Een inschatting maken van de milieueffecten vóórdat een plan of project gerealiseerd is, gaat altijd gepaard met een zekere mate van onzekerheid. Hoe groot die onzekerheid precies is, is niet eenvoudig te kwantificeren. Bij luchtkwaliteitsmodellering is er namelijk zowel onzekerheid op de gebruikte invoerparameters als onzekerheid gekoppeld aan het gebruikte model. De onzekerheid van het luchtkwaliteitsmodel werkt in twee richtingen, het kan dus zowel om een over- als onderschatting van de resultaten gaan. Dit betekent echter niet dat modellering weinig zinvol is en dat geen rekening moet gehouden worden met de bekomen resultaten. In Vlaanderen wordt een set van luchtkwaliteitsmodellen aangeboden voor gebruik in milieueffectrapportage, waardoor elke initiatiefnemer van een plan of project op dezelfde manier behandeld wordt. De koppeling met een onderzoek naar milderende maatregelen gebeurt dan ook op basis van de bekomen modelresultaten. Het is aan de MER-deskundige om de gebruikte aannames en parameters zo goed mogelijk in te schatten en te onderbouwen. Wanneer deze gegevens afkomstig zijn van een andere discipline of doorgegeven worden aan een andere discipline, gebeurt dit in overleg met de MER-deskundige van de gerelateerde discipline.

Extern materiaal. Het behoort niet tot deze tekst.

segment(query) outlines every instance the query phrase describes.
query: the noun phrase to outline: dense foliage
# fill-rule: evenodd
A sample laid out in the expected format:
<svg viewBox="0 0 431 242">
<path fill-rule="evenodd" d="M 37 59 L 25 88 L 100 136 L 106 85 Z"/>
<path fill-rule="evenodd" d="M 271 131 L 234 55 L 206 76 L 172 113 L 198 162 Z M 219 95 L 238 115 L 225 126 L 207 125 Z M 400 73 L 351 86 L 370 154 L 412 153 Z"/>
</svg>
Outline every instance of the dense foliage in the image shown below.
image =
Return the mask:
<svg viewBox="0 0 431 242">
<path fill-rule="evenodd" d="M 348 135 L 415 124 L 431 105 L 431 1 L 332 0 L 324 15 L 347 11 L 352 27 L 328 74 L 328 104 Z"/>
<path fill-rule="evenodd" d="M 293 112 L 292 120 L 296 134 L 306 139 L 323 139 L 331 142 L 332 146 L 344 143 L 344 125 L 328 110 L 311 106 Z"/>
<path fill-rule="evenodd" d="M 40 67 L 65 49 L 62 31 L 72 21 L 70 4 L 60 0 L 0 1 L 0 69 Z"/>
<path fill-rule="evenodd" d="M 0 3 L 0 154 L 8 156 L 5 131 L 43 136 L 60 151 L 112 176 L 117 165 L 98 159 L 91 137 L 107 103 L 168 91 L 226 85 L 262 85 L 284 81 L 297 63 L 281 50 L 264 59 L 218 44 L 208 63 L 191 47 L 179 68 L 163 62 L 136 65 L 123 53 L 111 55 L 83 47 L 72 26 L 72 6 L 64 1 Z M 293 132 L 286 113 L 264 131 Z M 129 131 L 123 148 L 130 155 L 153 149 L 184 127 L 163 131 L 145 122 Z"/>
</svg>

In de discipline lucht kan volgende aanpak gehanteerd worden om de onzekerheid op de resultaten beter in kaart te brengen. Er kan een gevoeligheidsanalyse op de invoerparameters gebeuren. Hiervoor maakt de MER-deskundige een onderbouwde inschatting van een mogelijke range van één of meerdere invoerparameters. Vervolgens wordt nagegaan in welke mate deze gewijzigde invoerparameter een invloed heeft op de modelresultaten en de koppeling met het onderzoek naar milderende maatregelen. Naast een gevoeligheidsanalyse kan ook een monitoringprogramma uitgewerkt worden, waarbij de nodige aandacht besteed wordt aan de onzekerheid van de modelresultaten.